Single by Kings of Leon

from the album Because of the Times
- B-side: "Woo Hoo"
- Released: July 9, 2007
- Genre: Southern rock
- Length: 3:36
- Label: Columbia
- Songwriters: Kings of Leon (Caleb Followill, Matthew Followill. Jared Followill, Nathan Followill)
- Producers: Ethan Johns Angelo Petraglia

Kings of Leon singles chronology
| "On Call" (2007) | "Fans" (2007) | "Charmer" (2007) |

= Fans (song) =

"Fans" is a song by American rock band Kings of Leon. It is the second single released from their 2007 album, Because of the Times, and the ninth track on the album. Lyrically, the song pays homage to the band's fans in the UK, where the band have traditionally enjoyed more success than in their homeland: "All of London sing / 'Cos England swings and they sure love the tales I bring".

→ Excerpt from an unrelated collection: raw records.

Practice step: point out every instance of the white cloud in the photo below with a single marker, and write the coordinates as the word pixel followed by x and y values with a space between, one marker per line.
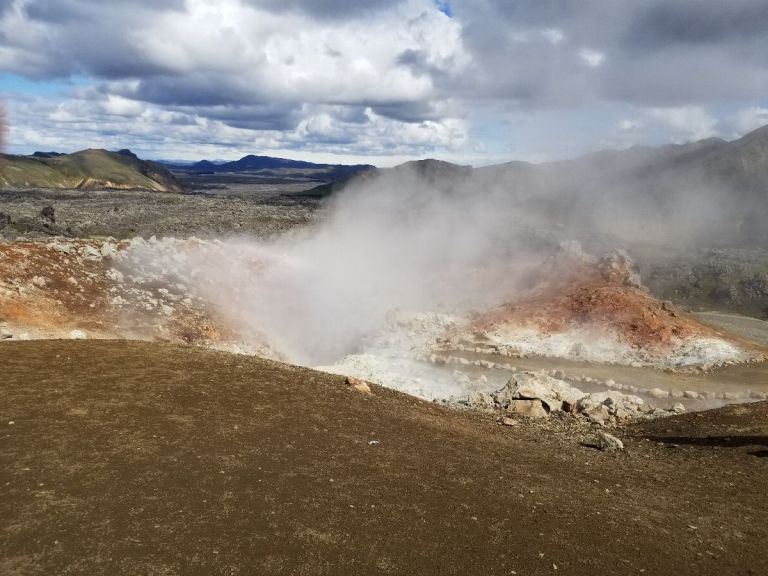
pixel 687 122
pixel 751 118
pixel 591 58
pixel 553 35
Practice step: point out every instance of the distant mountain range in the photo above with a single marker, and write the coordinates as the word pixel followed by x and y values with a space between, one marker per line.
pixel 86 170
pixel 269 166
pixel 709 192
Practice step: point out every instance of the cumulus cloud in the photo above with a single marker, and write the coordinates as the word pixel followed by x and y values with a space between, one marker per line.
pixel 351 73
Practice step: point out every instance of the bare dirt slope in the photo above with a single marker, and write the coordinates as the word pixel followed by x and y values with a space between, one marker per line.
pixel 137 458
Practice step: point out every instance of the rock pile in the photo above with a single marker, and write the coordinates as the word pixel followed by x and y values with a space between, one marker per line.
pixel 538 395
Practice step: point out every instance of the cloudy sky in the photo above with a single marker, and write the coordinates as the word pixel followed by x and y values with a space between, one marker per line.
pixel 379 81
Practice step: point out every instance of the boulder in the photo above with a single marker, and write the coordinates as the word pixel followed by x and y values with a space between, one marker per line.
pixel 555 394
pixel 49 214
pixel 598 414
pixel 527 408
pixel 90 253
pixel 480 401
pixel 358 385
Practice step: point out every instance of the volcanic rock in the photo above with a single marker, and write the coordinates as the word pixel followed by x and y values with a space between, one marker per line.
pixel 359 385
pixel 527 408
pixel 555 394
pixel 608 443
pixel 48 213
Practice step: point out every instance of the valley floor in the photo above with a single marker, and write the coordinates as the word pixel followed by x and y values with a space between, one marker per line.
pixel 143 458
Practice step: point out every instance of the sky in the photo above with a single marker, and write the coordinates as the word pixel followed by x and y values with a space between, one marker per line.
pixel 379 81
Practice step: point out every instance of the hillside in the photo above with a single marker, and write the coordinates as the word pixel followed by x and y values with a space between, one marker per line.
pixel 145 458
pixel 86 170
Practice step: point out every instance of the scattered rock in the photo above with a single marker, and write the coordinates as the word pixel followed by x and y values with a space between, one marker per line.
pixel 90 253
pixel 555 394
pixel 608 443
pixel 527 408
pixel 49 214
pixel 359 385
pixel 62 247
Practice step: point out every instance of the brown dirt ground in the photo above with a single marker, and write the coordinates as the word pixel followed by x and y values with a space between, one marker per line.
pixel 139 458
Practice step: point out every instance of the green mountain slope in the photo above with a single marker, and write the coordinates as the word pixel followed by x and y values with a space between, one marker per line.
pixel 87 169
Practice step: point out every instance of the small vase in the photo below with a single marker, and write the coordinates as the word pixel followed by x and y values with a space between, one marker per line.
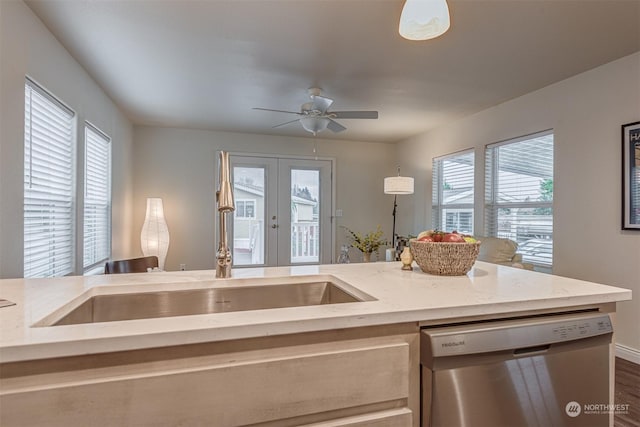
pixel 407 258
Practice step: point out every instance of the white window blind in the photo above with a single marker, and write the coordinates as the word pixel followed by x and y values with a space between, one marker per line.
pixel 519 195
pixel 48 185
pixel 97 197
pixel 453 191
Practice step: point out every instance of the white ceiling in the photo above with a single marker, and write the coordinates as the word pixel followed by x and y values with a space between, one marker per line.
pixel 205 64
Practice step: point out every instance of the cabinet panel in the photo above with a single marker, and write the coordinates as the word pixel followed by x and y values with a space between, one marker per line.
pixel 392 418
pixel 270 385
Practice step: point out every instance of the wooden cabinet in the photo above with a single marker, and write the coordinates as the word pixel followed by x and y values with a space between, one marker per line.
pixel 352 377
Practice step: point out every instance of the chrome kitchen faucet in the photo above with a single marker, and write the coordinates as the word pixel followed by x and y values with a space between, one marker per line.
pixel 224 199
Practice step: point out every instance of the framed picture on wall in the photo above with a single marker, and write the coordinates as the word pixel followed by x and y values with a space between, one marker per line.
pixel 631 176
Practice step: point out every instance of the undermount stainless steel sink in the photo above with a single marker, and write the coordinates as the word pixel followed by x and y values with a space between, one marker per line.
pixel 147 305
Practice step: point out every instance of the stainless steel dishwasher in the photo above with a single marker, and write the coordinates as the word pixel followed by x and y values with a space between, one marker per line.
pixel 537 371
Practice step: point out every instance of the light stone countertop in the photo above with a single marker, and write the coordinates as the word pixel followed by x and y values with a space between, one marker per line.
pixel 401 296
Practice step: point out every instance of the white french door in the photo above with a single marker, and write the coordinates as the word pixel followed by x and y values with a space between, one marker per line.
pixel 283 211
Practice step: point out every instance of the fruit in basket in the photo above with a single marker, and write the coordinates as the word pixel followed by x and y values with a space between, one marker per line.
pixel 453 238
pixel 441 236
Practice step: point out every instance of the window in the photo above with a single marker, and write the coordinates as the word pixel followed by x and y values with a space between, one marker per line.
pixel 48 185
pixel 97 197
pixel 245 209
pixel 452 196
pixel 519 195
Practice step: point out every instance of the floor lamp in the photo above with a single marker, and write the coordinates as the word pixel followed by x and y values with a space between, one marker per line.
pixel 397 185
pixel 154 238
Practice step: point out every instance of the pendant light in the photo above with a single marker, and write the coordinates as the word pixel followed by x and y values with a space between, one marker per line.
pixel 424 19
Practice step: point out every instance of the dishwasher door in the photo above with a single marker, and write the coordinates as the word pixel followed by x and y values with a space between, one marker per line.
pixel 527 372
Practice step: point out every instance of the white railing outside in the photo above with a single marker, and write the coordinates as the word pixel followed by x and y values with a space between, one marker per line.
pixel 305 242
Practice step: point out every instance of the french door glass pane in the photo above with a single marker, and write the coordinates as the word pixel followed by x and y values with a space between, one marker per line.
pixel 249 217
pixel 305 208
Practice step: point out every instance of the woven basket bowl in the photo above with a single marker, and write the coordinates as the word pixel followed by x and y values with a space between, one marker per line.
pixel 445 259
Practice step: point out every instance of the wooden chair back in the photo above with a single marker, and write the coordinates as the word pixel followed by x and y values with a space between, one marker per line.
pixel 134 265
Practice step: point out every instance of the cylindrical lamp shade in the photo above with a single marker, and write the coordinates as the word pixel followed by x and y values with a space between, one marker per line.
pixel 424 19
pixel 154 237
pixel 398 185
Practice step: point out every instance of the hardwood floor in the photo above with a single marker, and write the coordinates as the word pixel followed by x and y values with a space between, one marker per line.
pixel 627 392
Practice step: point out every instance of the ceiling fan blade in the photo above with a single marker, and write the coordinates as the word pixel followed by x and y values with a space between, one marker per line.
pixel 321 103
pixel 335 126
pixel 285 123
pixel 277 111
pixel 354 114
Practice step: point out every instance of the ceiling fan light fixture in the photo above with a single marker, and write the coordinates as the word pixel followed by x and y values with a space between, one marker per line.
pixel 314 124
pixel 424 19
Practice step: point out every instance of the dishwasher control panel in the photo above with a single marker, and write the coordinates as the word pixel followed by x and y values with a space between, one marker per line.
pixel 500 335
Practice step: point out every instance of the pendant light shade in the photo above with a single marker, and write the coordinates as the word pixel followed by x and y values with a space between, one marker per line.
pixel 424 19
pixel 154 237
pixel 398 185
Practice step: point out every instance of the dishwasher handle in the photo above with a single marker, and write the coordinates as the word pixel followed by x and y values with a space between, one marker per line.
pixel 515 334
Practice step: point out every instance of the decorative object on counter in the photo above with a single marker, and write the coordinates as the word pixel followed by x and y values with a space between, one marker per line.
pixel 397 185
pixel 443 258
pixel 401 243
pixel 390 255
pixel 344 255
pixel 631 176
pixel 368 243
pixel 154 238
pixel 407 258
pixel 424 19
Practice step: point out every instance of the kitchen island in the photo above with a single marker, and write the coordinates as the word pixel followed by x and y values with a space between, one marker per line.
pixel 354 362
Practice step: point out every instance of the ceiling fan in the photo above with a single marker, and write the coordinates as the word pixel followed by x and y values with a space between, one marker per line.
pixel 316 117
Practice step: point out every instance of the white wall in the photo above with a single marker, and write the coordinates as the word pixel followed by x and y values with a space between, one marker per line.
pixel 179 165
pixel 585 112
pixel 28 48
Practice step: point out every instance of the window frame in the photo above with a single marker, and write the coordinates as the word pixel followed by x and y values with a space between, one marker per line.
pixel 492 204
pixel 438 206
pixel 104 205
pixel 56 166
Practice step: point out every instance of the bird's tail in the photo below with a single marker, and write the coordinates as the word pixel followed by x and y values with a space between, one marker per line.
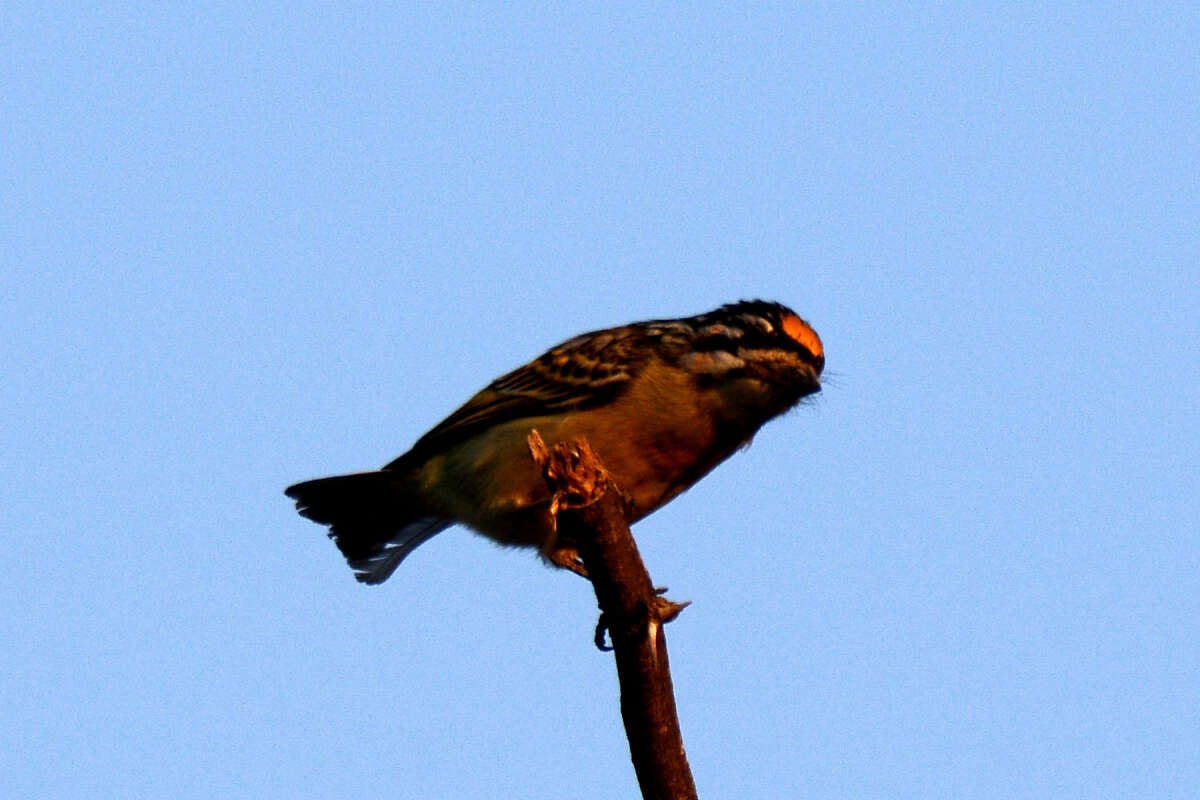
pixel 375 518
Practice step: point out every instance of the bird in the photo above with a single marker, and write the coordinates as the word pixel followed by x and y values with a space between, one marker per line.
pixel 661 403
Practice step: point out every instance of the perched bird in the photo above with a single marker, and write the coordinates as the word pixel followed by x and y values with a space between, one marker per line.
pixel 660 402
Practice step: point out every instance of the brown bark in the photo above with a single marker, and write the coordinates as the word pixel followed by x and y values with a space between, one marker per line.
pixel 591 513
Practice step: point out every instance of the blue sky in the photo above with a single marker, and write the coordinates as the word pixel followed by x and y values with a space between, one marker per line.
pixel 249 246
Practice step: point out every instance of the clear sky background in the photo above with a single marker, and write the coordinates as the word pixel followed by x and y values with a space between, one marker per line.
pixel 245 247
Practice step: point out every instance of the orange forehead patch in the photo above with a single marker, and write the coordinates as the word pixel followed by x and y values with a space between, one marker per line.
pixel 799 331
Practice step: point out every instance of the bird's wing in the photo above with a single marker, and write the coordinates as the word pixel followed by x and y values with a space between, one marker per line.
pixel 580 373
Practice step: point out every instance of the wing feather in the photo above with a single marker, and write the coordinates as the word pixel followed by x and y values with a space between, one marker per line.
pixel 580 373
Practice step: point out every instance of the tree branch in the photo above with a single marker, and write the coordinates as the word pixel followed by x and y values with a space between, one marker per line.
pixel 591 515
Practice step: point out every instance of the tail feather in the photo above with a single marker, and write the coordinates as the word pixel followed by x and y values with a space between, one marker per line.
pixel 371 517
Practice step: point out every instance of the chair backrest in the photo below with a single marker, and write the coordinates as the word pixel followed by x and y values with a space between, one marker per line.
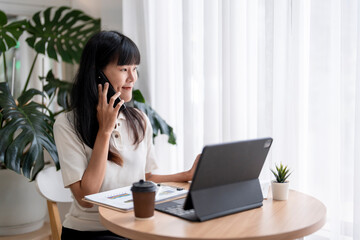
pixel 50 185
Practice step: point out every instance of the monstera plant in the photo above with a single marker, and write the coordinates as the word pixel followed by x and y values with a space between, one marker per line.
pixel 26 126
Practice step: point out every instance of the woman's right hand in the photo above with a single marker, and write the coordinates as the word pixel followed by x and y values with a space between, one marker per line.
pixel 106 113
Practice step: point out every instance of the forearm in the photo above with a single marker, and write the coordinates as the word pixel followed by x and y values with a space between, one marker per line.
pixel 95 172
pixel 177 177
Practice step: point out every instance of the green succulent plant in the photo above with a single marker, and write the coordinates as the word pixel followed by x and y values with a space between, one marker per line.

Musically, the song features a combination of both electric and acoustic guitars, with a pounding bass line reminiscent of that of the Styx song "I'm O.K." The song was released as a single on July 9, 2007. It was the band's highest-charting single at the time, reaching number 13 on the UK Singles Chart ("Sex on Fire" would reach the number one position in September 2008). The single peaked at number 13 on the Irish Singles Chart.

==Track listing==
CD / 7" vinyl:
1. "Fans" – 3:36
2. "Woo Hoo" – 3:31

==Charts==
===Weekly charts===

| Chart (2007–2008) | Peak position |
|---|---|
| Belgium (Ultratip Bubbling Under Flanders) | 13 |
| Ireland (IRMA) | 13 |
| New Zealand (Recorded Music NZ) | 23 |
| UK Singles (Official Charts Company) | 13 |

===Year-end charts===

| Chart (2007) | Position |
|---|---|
| UK Singles (Official Charts Company) | 196 |

==Certifications==

| Region | Certification | Certified units/sales |
| United Kingdom (BPI) | Gold | 400,000^{‡} |
^{‡} Sales+streaming figures based on certification alone.